In between are the burnt umber tones of the rocky landscape that dominate not only the craggy peaks and valleys of the film’s exteriors, but also the interior of Vienna’s, the far wall of which is cut right out of the cliff. Her base of operations is as seemingly immovable as she is; stern; hardened; cracked only by its own crisscrossing shadows. Ultimately Vienna’s isn’t indestructible, but it’s as tough as its owner, and emblematic of the collision between old and new.
Volatility courses through Johnny Guitar, from the memorable and spicy dialogue exchanges to further dramas exploding out of the hillside. As Bart’s road agents attempt to flee town, the ongoing detonations spew debris that blot out the minimal flashes of sky. Elsewhere, a gushing waterfall spews its white foam at us. On all sides Ray’s film feels as though it is fit-to-burst, gesturing toward us emphatically. Ray’s vision of the West is tempestuous in the extreme; an arena of action, violence and passion that cannot be contained. Does it make the film feel realistic? It does not. But it makes it riveting and its influence is palpable.
In story terms, one sees the seeds of Sergio Leone’s Once Upon a Time in the West here. Vienna has staked her claim in Red Butte based on her firm belief that the railroad will catch up with her – the exact same reason that Claudia Cardinale’s Jill McBain holds firm in Leone’s picture. Meanwhile, a roiling and intimate scene between Vienna and Johnny has managed to be paraphrased in such disparate TV dramas as Deadwood and Buffy the Vampire Slayer. Johnny’s own “I’m a stranger here myself,” would end up reconstituted as the final line of Sam Peckinpah’s Straw Dogs. Given Peckinpah’s fondness for the Western, one struggles to think it a coincidence. There will be countless more echoes to collect and encounter.

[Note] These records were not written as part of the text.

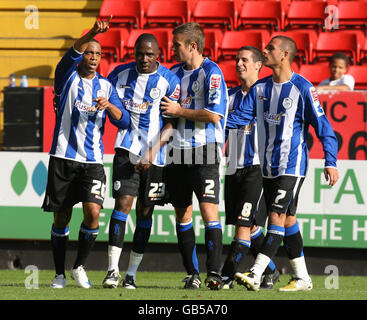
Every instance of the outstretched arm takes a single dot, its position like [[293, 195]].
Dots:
[[100, 26]]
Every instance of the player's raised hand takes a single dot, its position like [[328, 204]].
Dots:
[[101, 26]]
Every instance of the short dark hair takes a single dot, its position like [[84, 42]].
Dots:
[[288, 44], [146, 37], [341, 56], [193, 32], [256, 53]]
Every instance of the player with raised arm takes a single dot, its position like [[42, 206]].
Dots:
[[243, 196], [75, 172], [196, 144], [141, 85], [284, 105]]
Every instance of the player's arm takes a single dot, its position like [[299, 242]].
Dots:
[[173, 108], [341, 87], [315, 115], [73, 56], [166, 133], [116, 112], [100, 26]]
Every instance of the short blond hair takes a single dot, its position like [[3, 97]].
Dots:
[[193, 32]]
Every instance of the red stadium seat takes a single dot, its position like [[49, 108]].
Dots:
[[260, 13], [233, 40], [349, 42], [315, 73], [360, 76], [216, 14], [352, 14], [228, 68], [164, 38], [213, 41], [305, 40], [305, 14], [124, 13], [165, 13]]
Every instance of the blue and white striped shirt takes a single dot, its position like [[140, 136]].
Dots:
[[141, 94], [79, 125], [242, 143], [284, 112], [202, 88]]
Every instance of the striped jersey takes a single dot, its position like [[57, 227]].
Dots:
[[202, 88], [141, 94], [283, 113], [242, 144], [79, 125]]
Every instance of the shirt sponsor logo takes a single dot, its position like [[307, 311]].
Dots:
[[132, 106], [85, 108]]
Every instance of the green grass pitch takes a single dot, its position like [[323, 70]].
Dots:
[[168, 286]]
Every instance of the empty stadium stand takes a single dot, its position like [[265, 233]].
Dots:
[[42, 30]]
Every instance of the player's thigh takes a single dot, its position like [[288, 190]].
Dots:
[[281, 193], [62, 185], [206, 184], [125, 178], [152, 188], [179, 185], [249, 192], [92, 184]]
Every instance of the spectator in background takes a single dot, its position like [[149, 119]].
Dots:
[[338, 80]]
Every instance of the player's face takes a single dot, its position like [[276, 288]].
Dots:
[[146, 55], [273, 53], [180, 49], [338, 68], [245, 66], [91, 57]]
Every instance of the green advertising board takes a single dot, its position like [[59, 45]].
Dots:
[[328, 217]]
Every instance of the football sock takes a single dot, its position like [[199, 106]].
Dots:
[[239, 249], [294, 246], [187, 246], [59, 239], [134, 262], [213, 245], [86, 240], [140, 241], [141, 235], [117, 227], [116, 237], [257, 240], [293, 241], [272, 241]]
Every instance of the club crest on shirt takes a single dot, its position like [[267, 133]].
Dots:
[[287, 103], [195, 86], [176, 93], [316, 102], [273, 119], [214, 82], [155, 93], [101, 93]]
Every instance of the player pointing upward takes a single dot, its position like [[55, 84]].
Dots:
[[75, 173]]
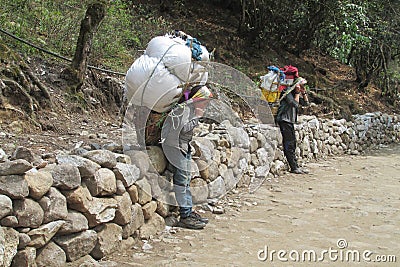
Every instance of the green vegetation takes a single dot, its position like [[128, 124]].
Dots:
[[363, 34], [54, 26]]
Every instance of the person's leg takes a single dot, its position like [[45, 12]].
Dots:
[[184, 197], [289, 143], [182, 189]]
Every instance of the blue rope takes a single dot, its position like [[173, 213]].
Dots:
[[195, 47]]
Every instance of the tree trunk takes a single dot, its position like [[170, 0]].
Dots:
[[75, 74]]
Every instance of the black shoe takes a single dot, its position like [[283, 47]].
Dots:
[[297, 171], [198, 217], [190, 223]]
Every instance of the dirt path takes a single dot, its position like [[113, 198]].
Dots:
[[353, 200]]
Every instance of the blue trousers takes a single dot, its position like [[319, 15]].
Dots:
[[181, 180], [289, 143]]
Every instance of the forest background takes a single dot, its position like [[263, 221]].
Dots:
[[347, 50]]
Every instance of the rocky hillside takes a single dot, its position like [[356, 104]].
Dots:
[[50, 118]]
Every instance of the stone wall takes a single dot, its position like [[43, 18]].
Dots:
[[64, 209]]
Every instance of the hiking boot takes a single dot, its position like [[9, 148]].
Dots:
[[190, 223], [297, 171], [197, 216]]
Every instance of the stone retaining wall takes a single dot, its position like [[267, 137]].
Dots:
[[65, 209]]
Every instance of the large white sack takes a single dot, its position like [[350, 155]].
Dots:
[[148, 83], [175, 55]]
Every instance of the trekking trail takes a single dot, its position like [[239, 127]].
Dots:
[[346, 212]]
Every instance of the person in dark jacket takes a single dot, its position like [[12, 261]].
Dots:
[[287, 117], [176, 135]]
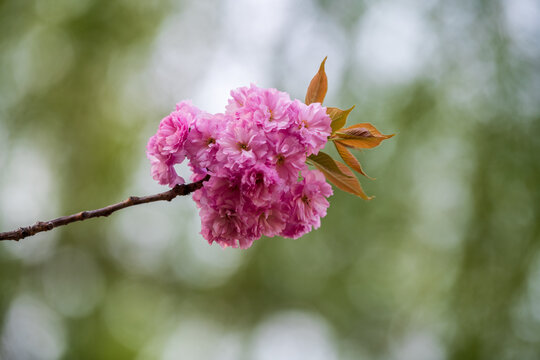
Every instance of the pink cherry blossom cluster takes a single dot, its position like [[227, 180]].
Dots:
[[256, 155]]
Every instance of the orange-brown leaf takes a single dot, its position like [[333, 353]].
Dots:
[[361, 136], [327, 162], [350, 159], [318, 86], [338, 116], [349, 183]]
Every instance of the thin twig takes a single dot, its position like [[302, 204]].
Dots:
[[178, 190]]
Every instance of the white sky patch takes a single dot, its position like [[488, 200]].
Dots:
[[419, 346], [393, 42], [293, 335], [27, 193], [198, 338], [523, 19], [32, 331]]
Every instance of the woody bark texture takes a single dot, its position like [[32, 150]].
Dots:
[[40, 226]]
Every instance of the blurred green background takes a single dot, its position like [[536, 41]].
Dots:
[[443, 264]]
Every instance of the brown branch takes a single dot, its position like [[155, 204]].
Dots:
[[178, 190]]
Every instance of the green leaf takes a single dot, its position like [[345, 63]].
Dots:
[[338, 116], [350, 159], [349, 183], [325, 161]]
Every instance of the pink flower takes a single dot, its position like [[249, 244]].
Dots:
[[308, 203], [261, 184], [289, 156], [201, 145], [166, 147], [254, 154], [313, 123], [272, 221], [241, 146]]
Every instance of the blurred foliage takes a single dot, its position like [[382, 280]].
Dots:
[[443, 264]]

Johnny Guitar is one of those fierce originals whose sheer force echoes around the canyons of our culture.
With it’s largess, the film – and particularly Joan Crawford’s Vienna – can be viewed as camp. Her sense of drama is joyfully overblown (the scene in which she sits playing piano as she waits for Emma to storm her joint is vampish and delightful). She is the West’s pre-eminent diva. She wasn’t the first in this regard. See Marlene Dietrich in Destry Rides Again and Rancho Notorious. Barbara Stanwyck in The Furies and (in the wake of Johnny Guitar) Forty Guns and The Maverick Queen. But Crawford’s Vienna is the most iconic. ‘Johnny Guitar’ makes for an excellent title, but the film is hers.

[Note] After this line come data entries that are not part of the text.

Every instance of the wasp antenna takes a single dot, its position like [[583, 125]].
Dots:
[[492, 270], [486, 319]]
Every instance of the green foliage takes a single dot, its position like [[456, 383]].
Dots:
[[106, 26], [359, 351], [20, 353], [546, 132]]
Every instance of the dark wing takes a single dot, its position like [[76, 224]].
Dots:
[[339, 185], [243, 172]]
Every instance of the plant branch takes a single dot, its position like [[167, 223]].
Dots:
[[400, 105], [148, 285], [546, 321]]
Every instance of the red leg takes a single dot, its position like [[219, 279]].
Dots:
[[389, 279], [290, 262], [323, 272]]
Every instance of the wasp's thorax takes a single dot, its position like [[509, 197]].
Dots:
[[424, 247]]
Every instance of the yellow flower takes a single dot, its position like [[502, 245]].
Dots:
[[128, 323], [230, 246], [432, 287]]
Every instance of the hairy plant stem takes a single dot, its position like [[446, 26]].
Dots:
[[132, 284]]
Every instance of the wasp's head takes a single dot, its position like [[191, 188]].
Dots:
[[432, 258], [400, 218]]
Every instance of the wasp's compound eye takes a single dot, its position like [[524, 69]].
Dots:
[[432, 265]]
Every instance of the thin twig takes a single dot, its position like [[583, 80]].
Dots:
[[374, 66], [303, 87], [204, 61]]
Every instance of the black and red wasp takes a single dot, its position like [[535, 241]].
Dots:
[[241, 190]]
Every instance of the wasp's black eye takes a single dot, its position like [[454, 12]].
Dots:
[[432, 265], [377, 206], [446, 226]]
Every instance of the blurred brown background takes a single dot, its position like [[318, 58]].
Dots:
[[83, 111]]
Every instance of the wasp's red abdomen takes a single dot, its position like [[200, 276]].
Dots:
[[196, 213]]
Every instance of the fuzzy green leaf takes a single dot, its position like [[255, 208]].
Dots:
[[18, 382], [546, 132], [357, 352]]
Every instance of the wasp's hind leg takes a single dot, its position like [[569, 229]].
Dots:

But the queer credentials persist elsewhere, especially in that eye-popping wardrobe change that Vienna goes through toward the end. Throughout the film she exudes the kind of square-jawed masculinity usually reserved for male heroes in such films (Crawford’s casting in this regard is perfect), and by the end she is physically indistinguishable from her male counterparts. Though her history with Johnny and their renewed intimacy plays as heterosexual, their reunion isn’t even suggested to have been physically consummated, and Johnny makes few decisive moves to woo her. Indeed, Johnny often appears stiff, reserved and inferior to Vienna, shunned into the corners of frames or following her lead. The film ends on the two of them finally embracing in a kiss, but by this stage Vienna has been coded as male and Johnny’s general lack of gumption has eroded the preconceived definitions of his masculinity. They meet somewhere in the middle now, and the viewer is left with a wonderfully warped iteration of the genre’s gender norms. No wonder it caused such indignation. Bravo.